Мадина чувствовала, что вот-вот задохнется, она была вся в поту и извивалась как могла, пока не получила удар, от которого у нее перехватило дыхание. После этого она перестала сопротивляться и замерла, положившись на волю судьбы.
Глава VI
Мансур вернулся в казарму. Он был в бешенстве и в то же время не мог ничего сделать, поскольку понимал: ему не под силу изменить себя и свое сердце, внезапно ставшее совершенно иным, чем прежде.
А может, оно и было таким, просто он об этом не знал? Как не знал о том, где родился, кем были его родители. Он ничего не помнил, потому что был слишком мал, когда его разлучили с ними. Из него, как из глины, жестокие руки вылепили другого человека с новой судьбой. Его никогда не учили жалеть, прощать, любить. Только сражаться и убивать. И лишь сейчас он начал понимать, что это было противоестественно и неправильно.
Мансур сел и закрыл лицо руками, словно желая отгородиться от действительности. Подошел Бекир и положил руку на его плечо.
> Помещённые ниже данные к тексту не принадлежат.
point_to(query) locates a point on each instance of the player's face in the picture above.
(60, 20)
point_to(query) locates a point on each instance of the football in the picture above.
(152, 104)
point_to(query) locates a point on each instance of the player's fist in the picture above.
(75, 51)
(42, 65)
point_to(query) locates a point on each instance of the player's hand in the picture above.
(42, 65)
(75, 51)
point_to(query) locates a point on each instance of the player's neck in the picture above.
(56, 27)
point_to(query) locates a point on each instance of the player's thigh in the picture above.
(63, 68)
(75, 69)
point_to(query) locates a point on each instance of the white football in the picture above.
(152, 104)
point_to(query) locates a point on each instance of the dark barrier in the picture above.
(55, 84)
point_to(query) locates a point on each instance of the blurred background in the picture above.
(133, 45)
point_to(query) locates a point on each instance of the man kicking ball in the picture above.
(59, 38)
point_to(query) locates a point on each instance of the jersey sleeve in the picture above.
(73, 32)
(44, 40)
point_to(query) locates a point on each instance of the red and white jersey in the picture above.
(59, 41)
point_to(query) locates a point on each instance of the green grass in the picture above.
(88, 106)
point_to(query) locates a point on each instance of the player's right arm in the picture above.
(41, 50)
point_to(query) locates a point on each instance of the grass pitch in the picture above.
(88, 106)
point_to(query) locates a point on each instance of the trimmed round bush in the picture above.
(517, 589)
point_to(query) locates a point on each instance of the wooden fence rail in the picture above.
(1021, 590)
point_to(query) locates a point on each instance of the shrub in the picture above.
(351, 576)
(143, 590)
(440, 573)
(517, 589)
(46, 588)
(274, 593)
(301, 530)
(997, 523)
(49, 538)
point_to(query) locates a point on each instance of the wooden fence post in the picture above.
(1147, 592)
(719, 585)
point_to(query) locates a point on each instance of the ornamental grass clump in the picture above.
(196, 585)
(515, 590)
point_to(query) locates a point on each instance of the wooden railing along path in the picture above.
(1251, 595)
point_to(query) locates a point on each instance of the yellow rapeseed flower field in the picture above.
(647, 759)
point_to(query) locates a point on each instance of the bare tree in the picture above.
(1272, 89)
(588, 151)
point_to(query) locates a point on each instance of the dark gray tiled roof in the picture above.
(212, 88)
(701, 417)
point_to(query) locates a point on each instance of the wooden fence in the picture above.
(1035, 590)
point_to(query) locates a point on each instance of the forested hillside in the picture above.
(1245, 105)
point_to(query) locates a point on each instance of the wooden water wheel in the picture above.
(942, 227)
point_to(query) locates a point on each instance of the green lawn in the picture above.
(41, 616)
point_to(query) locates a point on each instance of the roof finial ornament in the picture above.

– Сегодня Джахангир-ага поссорился с эмином, Асфандияр-агой. Говорят, какой-то бешеный янычар пытался отбить черкешенку, которую эмин купил на рынке. Джахангир-ага заявил, что этого не может быть, и стоял на своем до конца. Да, Джахангир-ага суров и строг, но он хороший командир и умеет нас защищать.
– Почему ты всегда обо всем знаешь? – Прошептал Мансур.
– Потому что в этом городе даже камни имеют уши, – невозмутимо ответил Бекир.
– Значит, человек, купивший черкешенку, эмин?
– Именно. Там очень высокие стены, Мансур, и очень хорошая охрана!
– Что же мне делать? – Потерянно произнес янычар.
– Для начала тебе надо пойти и выпить с нами.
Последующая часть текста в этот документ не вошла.